Sunday, September 7, 2008

It's at Itaewon

I met up with some of the folks from training in a district of downtown Seoul called Itaewon on Saturday afternoon. It took me forty-five minutes: 10 minute walk to busstop, 15 minute ride to Hapjeong Station (line 2-6 junction), 5 minutes wandering around the station, 15 minutes on Line 6 subway to Itaewon Station, Exit 1, where Karen was kind enough to wait for me.

Above is a map of a small section of the subway. I live about at the last "o" in Omokgyo. For a full-size map, click here. On the way home, I successfully navigated to the station and made it to the busstop. I was unsure which side of the road to stand on, and every bus was packed like a proverbial sardine can. Twenty minutes of that would be okay, but an hour was too much (if I was headed out instead of in), so I took a taxi. It only cost 5000 W from Hapjeong to my officetel.

Now, about Itaewon: this is the best-known hang-out area for ex-pats in Seoul. Initial stop was 3 Alley, Karen's favorite place--by 15:00, I was hungry, and got a huge, well-cooked sirloin steak with some delicious potatoes for 18,500 W, about what you'd pay at Outback back home.

Later, we went to buy me a cellphone, and walked down the street to an Irish pub called Wolfhound while waiting for the account to be set up (visited my first PC-bang, as well, to print off a copy of my passport for the cellphone paperwork). They had a number of Irish ales, but the music was geared to the, um, younger crowd. Final stop was Seoul Bar, where the conversation was monopolized by a tall, obnoxious Scandanavian named Johann who is a safety inspector for KAL. Also met a bushy-browed Scot named Bob who is an operations specialist for the subway system.

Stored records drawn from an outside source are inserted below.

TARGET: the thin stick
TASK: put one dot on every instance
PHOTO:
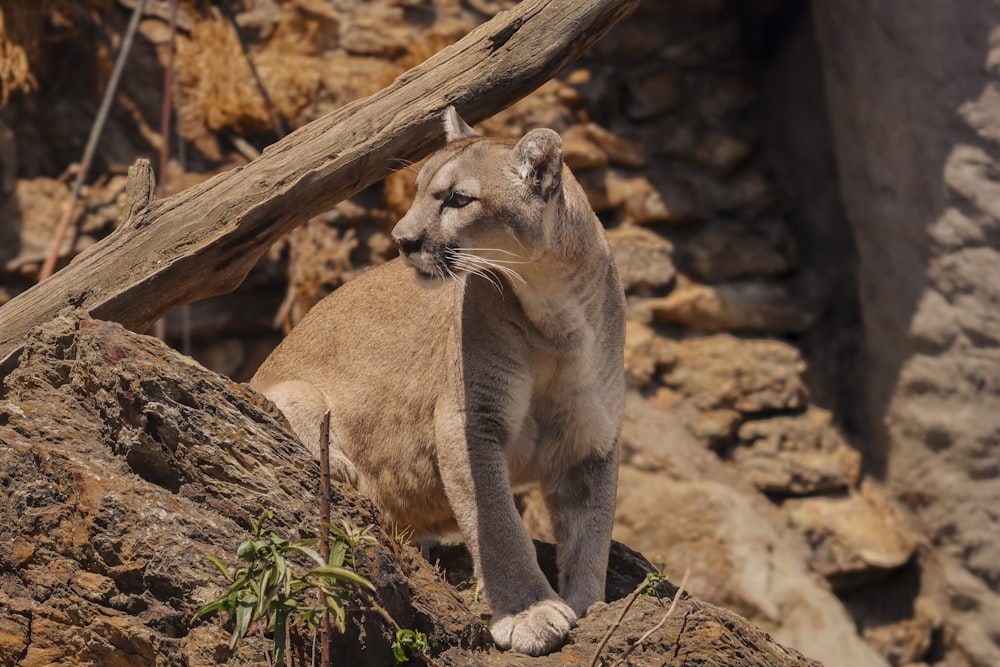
(617, 624)
(160, 328)
(95, 134)
(324, 521)
(279, 129)
(677, 596)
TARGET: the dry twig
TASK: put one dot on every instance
(646, 635)
(95, 135)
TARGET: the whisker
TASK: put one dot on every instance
(477, 270)
(506, 252)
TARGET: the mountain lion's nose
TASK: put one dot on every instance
(409, 246)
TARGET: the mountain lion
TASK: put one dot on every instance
(488, 357)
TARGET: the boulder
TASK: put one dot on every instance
(730, 250)
(796, 455)
(757, 306)
(747, 375)
(856, 537)
(679, 501)
(123, 463)
(644, 258)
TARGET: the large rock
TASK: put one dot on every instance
(796, 455)
(123, 463)
(758, 306)
(679, 501)
(855, 537)
(912, 98)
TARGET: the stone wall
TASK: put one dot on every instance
(913, 100)
(755, 450)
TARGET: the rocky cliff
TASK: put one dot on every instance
(123, 463)
(799, 196)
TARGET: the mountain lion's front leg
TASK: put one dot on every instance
(581, 504)
(528, 616)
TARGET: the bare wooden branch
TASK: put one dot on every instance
(203, 241)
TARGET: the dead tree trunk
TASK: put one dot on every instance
(203, 241)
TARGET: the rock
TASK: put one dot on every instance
(28, 219)
(796, 455)
(378, 31)
(722, 153)
(620, 151)
(656, 198)
(721, 251)
(644, 258)
(719, 43)
(742, 193)
(724, 95)
(856, 537)
(923, 207)
(651, 93)
(580, 151)
(750, 376)
(756, 306)
(646, 353)
(123, 463)
(679, 501)
(639, 199)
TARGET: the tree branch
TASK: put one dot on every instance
(203, 241)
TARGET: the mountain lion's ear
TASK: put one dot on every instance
(456, 128)
(538, 159)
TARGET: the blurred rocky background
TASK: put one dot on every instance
(802, 201)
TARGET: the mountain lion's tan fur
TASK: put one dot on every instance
(489, 356)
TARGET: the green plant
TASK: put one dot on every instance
(409, 644)
(268, 591)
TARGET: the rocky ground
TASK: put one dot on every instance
(742, 462)
(122, 463)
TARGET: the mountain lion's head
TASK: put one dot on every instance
(483, 206)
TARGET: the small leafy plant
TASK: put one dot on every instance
(409, 644)
(266, 591)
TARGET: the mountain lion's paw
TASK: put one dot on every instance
(537, 630)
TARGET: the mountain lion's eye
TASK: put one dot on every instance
(458, 200)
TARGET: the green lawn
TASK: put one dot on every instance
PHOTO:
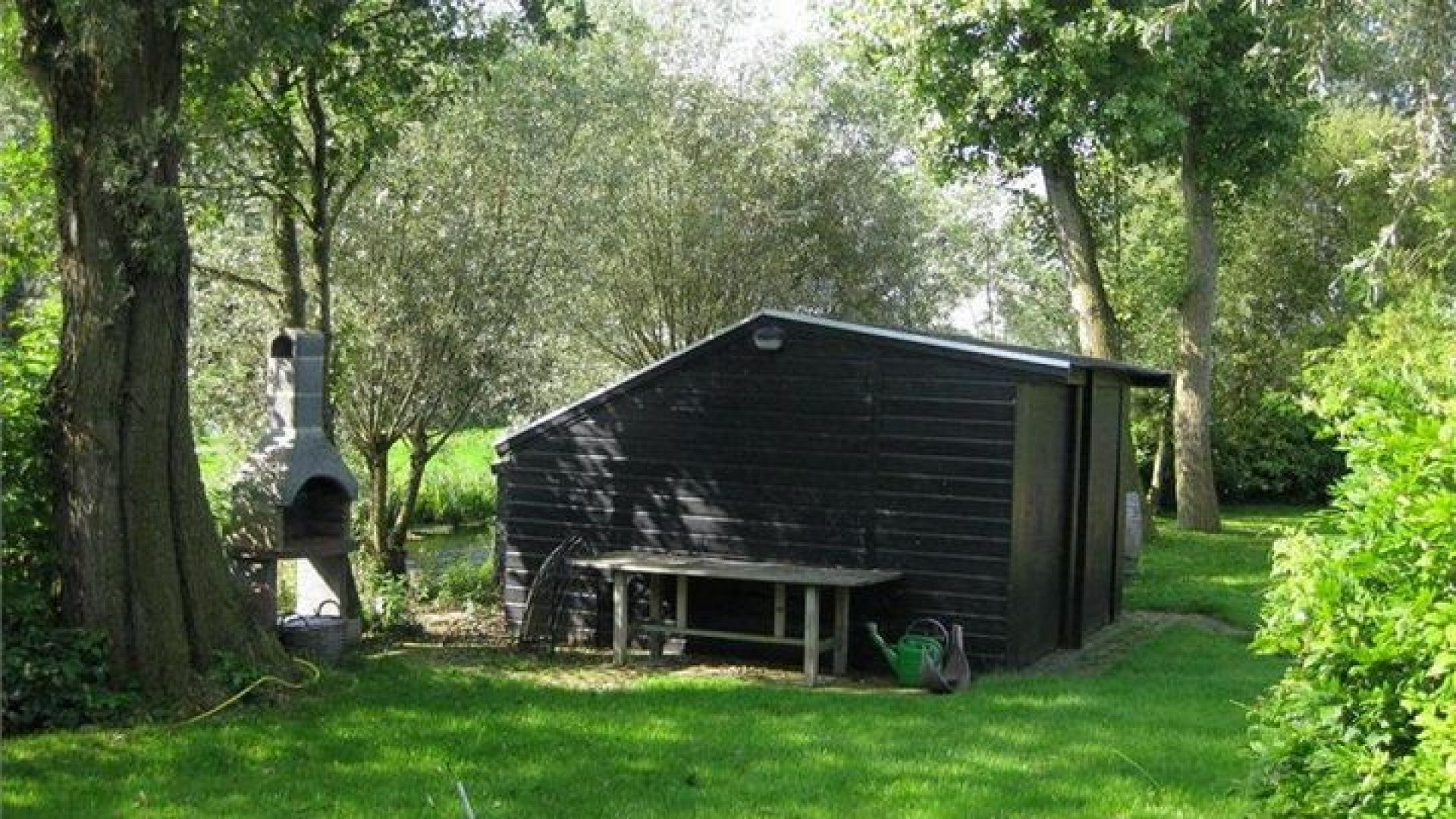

On the way home, I finally bought a T-Money card, which is a public transport pass you just place on a sensor pad at the beginning and end of your trip, and it subtracts the correct amount from your account.

Though I'm not really a bar-crawler these days, it was fun, and I saw lots of places I want to come back to visit: Turkish kabobs, tandoori, Thai food. Oh, and Outback Steakhouse.
UPDATE (9/9/08, 8:00 PM): Photo of Seoul subway car on the way home, taken with my cellphone--
Seoul Metro subway car


Kelsey said...

Ah, Itaewon. So useful to foreigners, and sketchy.


Adam said...

Wanted to let you know I'm enjoying your blog. I'm spending a year on Kyushu in Japan and am coming to visit South Korea this week, so I was searching for interesting blogs. Even after my trip to Korea is over, I imagine I will continue to read your posts. Your journeys and thoughts mirror mine (also an American) even though the destination country is different.

Rod said...

The subway car looks very orderly and clean.